Levick’s Introduction to Cardiovascular Physiology 6th edition (2018) [PDF] download
Levick’s Introduction to Cardiovascular Physiology 6th edition (2018) [PDF] download action potentials a. Depolarization makes the membrane potential less negative (the cell interior becomes less negative).
b. Hyperpolarization makes the membrane potential more negative (the cell interior becomes more negative).
c. Inward current is the flow of positive charge into the cell. Inward current depolarizes the membrane potential.
d. outward current is the flow of positive charge out of the cell. Outward current hyperpolarizes the membrane potential.
e. action potential is a property of excitable cells (i.e., nerve, muscle) that consists of a rapid depolarization, or upstroke, followed by repolarization of the membrane potential.
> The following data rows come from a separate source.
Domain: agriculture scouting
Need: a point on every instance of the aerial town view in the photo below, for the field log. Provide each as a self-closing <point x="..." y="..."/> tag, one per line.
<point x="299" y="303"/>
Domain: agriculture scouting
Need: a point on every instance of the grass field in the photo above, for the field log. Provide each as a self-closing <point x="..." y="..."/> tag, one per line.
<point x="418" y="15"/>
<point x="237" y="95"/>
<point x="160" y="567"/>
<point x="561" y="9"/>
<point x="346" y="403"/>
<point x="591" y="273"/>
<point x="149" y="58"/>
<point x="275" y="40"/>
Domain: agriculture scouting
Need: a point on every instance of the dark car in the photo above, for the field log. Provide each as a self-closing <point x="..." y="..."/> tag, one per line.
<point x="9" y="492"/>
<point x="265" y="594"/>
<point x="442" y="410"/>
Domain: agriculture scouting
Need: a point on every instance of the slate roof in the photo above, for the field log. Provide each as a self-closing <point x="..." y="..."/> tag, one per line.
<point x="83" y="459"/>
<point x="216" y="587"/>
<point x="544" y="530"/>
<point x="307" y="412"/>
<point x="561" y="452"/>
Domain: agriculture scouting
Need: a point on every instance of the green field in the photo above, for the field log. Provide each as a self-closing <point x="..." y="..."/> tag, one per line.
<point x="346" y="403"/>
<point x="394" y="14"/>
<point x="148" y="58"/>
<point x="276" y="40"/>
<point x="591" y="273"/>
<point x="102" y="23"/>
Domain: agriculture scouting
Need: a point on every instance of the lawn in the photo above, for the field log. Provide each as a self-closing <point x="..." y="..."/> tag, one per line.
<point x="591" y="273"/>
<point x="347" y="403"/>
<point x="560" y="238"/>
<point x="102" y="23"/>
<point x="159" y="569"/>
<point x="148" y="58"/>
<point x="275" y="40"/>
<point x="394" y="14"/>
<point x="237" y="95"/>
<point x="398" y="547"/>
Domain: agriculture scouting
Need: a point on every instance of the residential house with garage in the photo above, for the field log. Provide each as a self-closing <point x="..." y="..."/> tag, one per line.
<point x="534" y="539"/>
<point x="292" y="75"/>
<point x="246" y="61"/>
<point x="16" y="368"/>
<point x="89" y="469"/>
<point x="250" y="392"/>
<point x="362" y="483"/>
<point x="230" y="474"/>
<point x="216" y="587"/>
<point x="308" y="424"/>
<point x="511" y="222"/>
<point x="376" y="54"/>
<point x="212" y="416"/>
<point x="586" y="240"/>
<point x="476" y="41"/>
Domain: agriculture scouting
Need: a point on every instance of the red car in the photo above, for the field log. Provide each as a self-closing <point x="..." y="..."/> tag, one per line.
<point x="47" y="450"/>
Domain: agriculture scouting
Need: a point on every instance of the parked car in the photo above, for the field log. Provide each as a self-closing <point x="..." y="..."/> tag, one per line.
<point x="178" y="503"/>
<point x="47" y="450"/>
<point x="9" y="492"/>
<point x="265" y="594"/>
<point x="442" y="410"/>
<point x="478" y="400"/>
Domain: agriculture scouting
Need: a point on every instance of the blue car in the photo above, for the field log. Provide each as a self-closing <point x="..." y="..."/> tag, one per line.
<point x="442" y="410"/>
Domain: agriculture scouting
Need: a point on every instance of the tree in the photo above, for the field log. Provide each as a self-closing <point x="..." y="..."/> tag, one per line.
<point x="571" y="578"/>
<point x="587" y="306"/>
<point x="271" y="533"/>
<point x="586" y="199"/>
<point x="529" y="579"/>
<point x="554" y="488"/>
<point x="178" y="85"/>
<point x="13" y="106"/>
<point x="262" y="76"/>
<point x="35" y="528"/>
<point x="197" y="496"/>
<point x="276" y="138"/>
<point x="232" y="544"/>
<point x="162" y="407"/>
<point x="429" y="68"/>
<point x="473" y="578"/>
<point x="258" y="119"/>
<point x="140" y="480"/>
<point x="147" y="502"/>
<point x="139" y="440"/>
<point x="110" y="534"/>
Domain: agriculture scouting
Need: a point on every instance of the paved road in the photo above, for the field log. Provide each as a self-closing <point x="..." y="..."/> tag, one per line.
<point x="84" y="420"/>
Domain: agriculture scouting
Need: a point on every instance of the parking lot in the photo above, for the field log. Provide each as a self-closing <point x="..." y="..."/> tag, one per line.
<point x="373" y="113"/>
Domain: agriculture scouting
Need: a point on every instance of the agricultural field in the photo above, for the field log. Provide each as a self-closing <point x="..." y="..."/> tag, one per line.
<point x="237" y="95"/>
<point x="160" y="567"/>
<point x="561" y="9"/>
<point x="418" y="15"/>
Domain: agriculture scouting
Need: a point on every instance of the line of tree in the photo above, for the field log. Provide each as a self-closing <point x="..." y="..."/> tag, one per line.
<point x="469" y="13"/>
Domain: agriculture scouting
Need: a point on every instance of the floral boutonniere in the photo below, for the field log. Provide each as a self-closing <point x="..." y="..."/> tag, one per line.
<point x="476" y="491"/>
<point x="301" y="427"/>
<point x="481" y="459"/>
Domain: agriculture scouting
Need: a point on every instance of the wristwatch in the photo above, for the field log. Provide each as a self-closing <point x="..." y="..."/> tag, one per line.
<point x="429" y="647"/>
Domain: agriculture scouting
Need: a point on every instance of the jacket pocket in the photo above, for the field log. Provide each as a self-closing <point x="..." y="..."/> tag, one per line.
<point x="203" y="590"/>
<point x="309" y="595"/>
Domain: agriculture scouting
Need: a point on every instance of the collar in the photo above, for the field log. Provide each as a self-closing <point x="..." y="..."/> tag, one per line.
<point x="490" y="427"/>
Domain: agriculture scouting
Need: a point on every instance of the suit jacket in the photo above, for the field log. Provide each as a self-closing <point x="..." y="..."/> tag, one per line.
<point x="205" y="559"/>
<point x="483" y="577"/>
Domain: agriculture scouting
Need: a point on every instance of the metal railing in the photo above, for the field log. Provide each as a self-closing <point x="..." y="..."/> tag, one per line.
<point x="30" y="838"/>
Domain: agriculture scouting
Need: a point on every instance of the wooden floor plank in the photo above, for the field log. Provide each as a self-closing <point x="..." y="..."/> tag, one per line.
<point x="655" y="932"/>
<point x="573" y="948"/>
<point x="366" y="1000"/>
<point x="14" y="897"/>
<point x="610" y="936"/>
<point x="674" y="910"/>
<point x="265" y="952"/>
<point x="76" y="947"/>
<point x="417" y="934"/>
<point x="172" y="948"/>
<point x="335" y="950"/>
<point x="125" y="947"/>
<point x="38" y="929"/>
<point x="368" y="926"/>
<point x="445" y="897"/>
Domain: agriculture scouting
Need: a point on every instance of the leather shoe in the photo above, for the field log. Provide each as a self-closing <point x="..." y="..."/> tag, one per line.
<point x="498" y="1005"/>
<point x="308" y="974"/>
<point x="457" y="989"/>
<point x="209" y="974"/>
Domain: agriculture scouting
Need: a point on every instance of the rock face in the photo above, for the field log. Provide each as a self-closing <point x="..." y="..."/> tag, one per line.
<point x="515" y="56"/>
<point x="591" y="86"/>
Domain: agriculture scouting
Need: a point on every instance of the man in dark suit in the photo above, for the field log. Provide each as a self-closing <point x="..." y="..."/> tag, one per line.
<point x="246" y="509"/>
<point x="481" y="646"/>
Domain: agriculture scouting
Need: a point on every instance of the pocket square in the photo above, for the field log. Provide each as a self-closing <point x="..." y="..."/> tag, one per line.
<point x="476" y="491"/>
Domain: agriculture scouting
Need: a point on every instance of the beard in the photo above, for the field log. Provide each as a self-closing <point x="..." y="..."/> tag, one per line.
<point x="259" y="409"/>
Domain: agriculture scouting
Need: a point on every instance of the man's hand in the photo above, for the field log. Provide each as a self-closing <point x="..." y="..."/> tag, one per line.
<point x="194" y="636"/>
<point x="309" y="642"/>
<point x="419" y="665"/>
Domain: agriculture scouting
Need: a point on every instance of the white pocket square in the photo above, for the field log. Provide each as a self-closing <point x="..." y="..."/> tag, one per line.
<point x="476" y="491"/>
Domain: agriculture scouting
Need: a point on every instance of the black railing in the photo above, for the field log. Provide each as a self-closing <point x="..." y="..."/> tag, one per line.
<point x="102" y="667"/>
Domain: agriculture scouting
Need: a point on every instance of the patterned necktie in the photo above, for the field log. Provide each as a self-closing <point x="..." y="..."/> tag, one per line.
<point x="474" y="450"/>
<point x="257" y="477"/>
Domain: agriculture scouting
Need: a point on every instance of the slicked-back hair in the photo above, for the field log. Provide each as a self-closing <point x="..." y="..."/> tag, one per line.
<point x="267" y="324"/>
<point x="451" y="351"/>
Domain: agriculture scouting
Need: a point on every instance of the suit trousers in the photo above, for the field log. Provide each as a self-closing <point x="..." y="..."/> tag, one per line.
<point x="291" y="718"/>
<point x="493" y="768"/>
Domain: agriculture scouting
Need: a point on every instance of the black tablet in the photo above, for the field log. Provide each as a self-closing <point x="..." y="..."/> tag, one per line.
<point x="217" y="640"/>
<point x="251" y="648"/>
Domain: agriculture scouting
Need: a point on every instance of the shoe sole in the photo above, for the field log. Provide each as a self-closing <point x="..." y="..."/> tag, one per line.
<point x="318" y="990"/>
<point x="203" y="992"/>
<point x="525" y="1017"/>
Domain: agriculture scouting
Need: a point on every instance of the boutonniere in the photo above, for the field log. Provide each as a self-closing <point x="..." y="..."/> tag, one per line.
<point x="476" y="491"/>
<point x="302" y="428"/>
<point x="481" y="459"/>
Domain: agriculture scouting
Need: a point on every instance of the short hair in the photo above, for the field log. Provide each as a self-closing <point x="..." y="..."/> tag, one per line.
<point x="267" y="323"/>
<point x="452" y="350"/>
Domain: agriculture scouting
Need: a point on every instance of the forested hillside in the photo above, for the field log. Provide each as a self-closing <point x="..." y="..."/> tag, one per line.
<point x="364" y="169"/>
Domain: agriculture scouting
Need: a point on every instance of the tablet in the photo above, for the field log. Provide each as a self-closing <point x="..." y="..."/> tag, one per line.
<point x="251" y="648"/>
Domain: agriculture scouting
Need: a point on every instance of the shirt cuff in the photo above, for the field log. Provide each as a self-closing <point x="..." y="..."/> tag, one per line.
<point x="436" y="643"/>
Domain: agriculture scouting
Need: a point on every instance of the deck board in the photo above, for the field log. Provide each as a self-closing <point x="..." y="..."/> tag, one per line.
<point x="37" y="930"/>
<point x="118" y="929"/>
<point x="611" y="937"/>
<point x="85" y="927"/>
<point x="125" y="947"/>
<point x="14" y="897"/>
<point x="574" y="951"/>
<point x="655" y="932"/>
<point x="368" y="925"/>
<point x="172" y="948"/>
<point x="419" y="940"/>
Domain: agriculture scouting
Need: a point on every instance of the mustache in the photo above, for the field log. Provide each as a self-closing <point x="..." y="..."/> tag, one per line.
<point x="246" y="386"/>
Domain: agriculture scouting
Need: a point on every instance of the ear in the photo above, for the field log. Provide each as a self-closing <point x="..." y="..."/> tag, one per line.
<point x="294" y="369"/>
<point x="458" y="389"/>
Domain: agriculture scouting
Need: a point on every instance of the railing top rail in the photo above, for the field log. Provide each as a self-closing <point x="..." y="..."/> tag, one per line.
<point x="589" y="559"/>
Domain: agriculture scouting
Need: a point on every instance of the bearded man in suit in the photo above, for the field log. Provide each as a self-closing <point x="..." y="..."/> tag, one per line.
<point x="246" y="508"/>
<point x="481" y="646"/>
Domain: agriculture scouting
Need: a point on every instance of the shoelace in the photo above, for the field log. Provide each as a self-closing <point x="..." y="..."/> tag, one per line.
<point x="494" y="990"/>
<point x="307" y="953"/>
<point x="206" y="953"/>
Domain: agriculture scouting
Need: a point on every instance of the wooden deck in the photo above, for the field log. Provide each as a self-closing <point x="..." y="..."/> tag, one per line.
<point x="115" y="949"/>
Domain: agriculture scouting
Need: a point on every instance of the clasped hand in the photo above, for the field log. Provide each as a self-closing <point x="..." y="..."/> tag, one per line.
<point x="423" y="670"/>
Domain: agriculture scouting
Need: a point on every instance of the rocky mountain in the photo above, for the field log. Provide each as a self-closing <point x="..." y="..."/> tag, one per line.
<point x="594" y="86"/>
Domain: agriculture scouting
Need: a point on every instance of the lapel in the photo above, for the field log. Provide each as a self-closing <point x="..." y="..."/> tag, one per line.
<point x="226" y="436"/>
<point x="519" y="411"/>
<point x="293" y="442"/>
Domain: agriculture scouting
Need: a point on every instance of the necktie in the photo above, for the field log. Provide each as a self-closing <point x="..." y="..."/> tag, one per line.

Action potentials have stereotypical size and shape, are propagating, and are all-or-none.
f. Threshold is the membrane potential at which the action potential is inevitable. At
threshold potential, net inward current becomes larger than net outward current.
The resulting depolarization becomes self-sustaining and gives rise to the upstroke of
the action potential. If net inward current is less than net outward current, no action
potential will occur (i.e., all-or-none response).
2. Ionic basis of the nerve action potential (Figure 1.6)
a. resting membrane potential
■ is approximately −70 mV, cell negative.
■ is the result of the high resting conductance to K+, which drives the membrane potential toward the K+ equilibrium potential.
■ At rest, the Na+ channels are closed and Na+ conductance is low.